Earlier today, the Federal Communications Commission (FCC) allowed T-Mobile's parent company Deutsche Telekom to merge its US wireless division with MetroPCS. The FCC believes that the combination will speed LTE deployment, expand MetroPCS into new markets, and overall build a stronger and faster national telecommunications network. The deal, announced in October
, would see the nation's fourth-largest carrier merging with its fifth-largest. MetroPCS' 9.3 million-strong customer base would be added to T-Mobile's existing 33.2 million customers
The Department of Justice allowed the 30-day antitrust waiting period to lapse
without comment, giving tacit approval to the deal. Assuming the shareholders approve the deal, $1.5 billion in cash will be paid to stock owners, and they will be provided a total 26 percent share in the merged company. Major shareholders P. Schoenfeld Asset Management and Paulson and Company are voting against the merger, citing too much combined debt. The combined pair own nearly 20 percent of the company.

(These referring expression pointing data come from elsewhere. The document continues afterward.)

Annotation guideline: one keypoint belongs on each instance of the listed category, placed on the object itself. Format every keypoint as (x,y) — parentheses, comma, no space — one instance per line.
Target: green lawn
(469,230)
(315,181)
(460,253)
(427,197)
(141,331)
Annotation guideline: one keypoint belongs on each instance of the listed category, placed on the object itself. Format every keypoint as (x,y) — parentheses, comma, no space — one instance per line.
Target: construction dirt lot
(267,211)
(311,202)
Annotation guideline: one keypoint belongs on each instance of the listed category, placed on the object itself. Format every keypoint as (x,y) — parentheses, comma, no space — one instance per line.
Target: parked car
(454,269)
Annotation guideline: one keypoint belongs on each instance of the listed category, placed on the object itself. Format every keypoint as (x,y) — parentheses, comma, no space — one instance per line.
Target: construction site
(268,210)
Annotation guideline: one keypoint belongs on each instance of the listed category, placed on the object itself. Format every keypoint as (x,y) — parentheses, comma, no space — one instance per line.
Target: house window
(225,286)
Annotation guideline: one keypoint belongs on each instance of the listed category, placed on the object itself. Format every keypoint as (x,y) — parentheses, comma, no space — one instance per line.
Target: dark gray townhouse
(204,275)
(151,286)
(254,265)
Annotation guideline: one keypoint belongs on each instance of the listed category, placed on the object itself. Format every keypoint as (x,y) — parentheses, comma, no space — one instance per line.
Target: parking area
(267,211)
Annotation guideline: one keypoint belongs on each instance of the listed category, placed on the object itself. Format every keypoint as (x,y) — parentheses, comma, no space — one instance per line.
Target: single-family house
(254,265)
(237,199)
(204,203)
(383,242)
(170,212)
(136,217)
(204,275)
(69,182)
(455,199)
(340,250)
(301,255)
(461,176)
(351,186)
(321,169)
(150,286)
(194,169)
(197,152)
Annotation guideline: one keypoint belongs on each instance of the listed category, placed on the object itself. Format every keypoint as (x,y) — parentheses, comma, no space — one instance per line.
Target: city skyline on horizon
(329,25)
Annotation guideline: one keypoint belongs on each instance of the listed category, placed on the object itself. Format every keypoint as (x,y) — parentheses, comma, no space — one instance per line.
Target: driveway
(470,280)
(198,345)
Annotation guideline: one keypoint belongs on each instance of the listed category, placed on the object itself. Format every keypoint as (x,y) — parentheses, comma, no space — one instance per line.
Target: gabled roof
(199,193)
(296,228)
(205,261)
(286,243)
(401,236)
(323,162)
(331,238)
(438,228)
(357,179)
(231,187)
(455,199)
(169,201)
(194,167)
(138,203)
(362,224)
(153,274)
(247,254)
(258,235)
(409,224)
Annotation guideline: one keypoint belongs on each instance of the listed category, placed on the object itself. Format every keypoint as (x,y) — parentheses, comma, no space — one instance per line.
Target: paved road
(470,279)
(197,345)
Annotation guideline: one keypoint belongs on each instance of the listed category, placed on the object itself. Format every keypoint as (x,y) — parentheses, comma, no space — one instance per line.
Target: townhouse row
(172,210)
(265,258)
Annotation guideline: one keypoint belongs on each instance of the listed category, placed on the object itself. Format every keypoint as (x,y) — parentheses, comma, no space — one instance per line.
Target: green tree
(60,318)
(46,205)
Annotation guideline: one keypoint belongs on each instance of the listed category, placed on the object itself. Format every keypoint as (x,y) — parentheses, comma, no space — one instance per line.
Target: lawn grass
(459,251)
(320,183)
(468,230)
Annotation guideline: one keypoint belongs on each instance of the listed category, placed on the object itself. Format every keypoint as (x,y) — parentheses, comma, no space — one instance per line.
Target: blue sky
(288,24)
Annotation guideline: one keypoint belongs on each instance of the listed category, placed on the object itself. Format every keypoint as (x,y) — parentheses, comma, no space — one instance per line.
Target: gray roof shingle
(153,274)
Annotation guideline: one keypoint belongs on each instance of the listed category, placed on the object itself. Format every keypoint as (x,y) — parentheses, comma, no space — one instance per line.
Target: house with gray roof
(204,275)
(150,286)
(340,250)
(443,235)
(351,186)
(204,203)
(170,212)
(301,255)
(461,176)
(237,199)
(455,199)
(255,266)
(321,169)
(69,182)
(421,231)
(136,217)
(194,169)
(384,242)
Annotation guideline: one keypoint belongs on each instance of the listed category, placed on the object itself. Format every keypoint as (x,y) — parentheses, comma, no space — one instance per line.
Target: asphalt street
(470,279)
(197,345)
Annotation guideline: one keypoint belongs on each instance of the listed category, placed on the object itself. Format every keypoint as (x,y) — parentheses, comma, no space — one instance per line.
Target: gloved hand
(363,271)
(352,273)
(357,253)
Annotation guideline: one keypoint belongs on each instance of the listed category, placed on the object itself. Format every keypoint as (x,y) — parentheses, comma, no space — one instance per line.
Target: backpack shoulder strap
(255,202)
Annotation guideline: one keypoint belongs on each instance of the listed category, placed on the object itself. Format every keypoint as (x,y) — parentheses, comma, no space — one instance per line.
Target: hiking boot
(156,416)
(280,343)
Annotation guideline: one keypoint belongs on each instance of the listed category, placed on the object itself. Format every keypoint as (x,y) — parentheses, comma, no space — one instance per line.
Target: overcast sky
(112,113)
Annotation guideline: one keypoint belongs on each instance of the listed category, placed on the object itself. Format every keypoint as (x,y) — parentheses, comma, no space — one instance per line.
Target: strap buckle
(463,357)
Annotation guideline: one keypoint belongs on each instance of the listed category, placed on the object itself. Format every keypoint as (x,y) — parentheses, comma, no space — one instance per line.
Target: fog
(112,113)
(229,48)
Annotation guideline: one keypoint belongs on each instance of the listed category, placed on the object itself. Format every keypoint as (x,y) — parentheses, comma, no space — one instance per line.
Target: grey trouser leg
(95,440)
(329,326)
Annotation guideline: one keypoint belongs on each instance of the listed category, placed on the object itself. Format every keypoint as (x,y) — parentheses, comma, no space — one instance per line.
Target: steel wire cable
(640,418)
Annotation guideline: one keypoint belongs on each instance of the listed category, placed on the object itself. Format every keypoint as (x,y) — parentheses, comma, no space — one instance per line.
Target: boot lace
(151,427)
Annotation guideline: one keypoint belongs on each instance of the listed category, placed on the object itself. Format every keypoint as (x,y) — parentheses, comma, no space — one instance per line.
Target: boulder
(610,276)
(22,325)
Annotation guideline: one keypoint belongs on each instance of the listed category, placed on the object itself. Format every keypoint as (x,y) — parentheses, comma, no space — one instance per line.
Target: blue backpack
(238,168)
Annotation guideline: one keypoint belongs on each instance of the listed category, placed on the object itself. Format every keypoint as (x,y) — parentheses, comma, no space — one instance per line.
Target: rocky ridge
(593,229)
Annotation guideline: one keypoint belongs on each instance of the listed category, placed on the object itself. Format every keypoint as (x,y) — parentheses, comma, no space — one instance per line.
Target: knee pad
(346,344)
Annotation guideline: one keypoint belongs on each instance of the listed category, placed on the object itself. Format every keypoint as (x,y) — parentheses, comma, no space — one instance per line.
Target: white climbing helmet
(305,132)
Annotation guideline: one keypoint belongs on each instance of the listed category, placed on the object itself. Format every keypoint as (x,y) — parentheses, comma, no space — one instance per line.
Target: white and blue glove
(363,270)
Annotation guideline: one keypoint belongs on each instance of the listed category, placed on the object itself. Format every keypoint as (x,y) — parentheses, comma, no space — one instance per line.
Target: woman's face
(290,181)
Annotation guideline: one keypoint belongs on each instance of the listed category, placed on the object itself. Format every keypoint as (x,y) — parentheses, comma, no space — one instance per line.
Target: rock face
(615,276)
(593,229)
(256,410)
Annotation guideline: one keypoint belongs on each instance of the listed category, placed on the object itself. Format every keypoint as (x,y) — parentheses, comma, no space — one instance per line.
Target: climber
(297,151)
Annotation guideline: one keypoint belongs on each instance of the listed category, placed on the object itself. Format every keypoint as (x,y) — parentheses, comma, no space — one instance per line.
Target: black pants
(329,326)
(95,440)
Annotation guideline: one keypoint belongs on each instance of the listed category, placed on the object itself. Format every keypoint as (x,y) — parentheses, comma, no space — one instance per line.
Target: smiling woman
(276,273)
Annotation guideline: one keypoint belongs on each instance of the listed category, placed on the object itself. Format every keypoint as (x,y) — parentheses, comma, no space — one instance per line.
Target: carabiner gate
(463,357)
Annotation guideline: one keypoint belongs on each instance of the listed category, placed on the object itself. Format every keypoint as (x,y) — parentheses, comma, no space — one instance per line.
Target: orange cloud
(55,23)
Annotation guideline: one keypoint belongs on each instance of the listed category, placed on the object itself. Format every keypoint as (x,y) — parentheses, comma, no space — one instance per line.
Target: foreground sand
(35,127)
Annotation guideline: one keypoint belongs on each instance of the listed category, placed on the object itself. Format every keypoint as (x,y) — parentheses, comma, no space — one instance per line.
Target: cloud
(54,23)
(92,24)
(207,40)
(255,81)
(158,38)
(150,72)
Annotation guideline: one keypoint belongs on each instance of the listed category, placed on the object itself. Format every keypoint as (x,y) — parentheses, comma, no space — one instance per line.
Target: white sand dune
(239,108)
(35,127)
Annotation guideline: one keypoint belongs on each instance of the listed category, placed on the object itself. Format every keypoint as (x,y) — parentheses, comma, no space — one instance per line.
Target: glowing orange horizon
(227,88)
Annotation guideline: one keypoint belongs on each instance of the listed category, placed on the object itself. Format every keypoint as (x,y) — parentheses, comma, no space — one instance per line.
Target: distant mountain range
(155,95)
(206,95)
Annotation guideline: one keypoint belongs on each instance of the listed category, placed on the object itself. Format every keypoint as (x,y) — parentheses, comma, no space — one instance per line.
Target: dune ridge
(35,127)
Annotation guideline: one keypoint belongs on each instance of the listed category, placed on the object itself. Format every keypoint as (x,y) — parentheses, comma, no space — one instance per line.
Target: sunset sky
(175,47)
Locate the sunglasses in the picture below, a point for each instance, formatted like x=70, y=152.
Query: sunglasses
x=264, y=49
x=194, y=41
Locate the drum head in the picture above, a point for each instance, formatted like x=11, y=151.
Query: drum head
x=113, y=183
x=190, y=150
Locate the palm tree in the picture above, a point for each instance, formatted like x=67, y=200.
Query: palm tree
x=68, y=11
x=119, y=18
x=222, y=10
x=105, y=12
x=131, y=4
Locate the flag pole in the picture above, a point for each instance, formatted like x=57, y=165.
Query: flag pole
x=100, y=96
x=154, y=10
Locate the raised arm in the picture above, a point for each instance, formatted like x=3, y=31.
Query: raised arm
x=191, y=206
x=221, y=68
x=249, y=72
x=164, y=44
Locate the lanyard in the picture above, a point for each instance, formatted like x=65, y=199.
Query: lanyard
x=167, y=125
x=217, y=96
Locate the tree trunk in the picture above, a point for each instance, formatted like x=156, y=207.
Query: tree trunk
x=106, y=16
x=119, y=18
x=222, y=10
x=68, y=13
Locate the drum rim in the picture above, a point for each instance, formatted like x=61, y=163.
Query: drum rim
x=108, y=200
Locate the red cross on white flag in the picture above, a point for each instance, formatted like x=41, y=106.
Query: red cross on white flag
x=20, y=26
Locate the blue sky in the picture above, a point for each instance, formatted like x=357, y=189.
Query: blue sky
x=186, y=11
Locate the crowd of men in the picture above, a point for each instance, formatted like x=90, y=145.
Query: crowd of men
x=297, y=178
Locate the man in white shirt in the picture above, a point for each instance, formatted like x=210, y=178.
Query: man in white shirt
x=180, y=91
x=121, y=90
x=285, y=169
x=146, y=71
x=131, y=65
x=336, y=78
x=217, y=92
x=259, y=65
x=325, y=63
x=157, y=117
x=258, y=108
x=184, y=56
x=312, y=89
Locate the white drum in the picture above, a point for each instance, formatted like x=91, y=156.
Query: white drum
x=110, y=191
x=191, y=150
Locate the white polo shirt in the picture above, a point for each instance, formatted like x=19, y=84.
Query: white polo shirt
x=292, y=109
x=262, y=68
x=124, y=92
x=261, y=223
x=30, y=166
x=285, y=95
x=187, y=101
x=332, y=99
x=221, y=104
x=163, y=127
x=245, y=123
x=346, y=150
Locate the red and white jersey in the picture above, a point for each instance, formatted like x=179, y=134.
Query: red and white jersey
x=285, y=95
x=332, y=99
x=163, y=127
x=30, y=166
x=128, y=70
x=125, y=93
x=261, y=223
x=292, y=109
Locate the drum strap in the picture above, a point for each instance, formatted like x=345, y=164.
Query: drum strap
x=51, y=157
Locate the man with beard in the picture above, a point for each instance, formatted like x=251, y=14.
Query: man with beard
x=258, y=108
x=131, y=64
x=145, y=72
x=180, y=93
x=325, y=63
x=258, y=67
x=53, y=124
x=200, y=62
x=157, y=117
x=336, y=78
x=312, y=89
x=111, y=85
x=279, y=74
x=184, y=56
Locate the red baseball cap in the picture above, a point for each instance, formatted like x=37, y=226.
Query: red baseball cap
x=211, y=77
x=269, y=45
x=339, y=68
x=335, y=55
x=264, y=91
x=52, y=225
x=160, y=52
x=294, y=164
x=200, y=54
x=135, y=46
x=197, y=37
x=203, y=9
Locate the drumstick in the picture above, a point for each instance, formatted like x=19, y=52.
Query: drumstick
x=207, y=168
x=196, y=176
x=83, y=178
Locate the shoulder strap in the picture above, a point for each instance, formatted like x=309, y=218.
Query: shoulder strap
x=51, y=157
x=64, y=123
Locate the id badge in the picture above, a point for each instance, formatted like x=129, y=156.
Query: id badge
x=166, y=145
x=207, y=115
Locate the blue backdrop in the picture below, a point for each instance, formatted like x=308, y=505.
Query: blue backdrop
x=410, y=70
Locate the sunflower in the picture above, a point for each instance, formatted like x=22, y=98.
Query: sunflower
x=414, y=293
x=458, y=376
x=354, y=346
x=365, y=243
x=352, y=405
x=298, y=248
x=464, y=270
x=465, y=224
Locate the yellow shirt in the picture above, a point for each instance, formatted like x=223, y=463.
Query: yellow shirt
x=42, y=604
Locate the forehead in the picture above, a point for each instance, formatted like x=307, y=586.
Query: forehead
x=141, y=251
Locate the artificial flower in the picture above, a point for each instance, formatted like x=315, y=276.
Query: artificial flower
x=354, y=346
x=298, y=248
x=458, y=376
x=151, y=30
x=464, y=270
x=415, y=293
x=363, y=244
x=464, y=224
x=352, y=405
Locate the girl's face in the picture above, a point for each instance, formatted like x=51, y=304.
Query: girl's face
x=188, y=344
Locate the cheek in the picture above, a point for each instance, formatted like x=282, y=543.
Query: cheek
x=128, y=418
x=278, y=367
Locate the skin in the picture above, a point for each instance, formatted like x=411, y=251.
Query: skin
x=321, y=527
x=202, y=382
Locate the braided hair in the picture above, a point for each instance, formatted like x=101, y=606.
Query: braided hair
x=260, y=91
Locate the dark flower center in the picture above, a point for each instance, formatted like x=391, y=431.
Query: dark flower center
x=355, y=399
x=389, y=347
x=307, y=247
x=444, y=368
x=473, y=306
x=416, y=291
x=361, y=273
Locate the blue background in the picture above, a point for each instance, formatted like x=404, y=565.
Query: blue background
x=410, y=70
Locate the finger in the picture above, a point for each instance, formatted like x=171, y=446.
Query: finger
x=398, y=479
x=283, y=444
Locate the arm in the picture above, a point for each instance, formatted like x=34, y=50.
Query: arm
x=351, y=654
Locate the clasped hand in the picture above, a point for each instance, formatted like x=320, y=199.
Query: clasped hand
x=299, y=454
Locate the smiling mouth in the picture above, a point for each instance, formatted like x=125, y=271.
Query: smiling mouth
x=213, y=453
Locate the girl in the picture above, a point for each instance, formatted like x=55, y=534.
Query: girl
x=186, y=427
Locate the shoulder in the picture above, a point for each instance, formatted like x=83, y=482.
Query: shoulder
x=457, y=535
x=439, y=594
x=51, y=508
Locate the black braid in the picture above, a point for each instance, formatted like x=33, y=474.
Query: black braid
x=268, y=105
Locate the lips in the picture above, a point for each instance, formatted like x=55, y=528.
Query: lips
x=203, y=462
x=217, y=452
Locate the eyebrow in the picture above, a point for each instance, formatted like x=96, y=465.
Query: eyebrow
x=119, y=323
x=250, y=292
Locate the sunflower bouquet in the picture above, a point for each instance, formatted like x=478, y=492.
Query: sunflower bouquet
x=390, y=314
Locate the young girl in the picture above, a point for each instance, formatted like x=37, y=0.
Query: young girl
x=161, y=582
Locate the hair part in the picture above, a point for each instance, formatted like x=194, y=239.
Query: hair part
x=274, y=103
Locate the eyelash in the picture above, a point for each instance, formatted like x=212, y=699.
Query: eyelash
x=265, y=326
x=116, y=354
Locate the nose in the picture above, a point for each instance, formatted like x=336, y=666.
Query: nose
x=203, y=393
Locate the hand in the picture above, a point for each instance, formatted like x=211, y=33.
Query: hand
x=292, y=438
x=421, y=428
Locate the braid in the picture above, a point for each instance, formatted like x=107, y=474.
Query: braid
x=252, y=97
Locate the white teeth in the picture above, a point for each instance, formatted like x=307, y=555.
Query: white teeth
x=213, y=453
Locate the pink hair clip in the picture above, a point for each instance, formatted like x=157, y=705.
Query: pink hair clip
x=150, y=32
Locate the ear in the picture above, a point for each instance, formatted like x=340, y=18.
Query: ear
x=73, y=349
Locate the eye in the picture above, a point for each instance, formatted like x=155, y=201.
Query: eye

FCC chairman Julian Genachowski said in a statement about the merger that "with today's approval, America's mobile market continues to strengthen, moving toward robust competition and revitalized competitors. Today's action will benefit millions of American consumers and help the US maintain the global leadership in mobile it has regained in recent years."
MetroPCS and T-Mobile USA currently use different network technologies, meaning that T-Mobile telephones would not be able to operate on MetroPCS' network, and vice versa. Both companies, though, are rolling out 4G networks, and their networks should be interoperable in the future.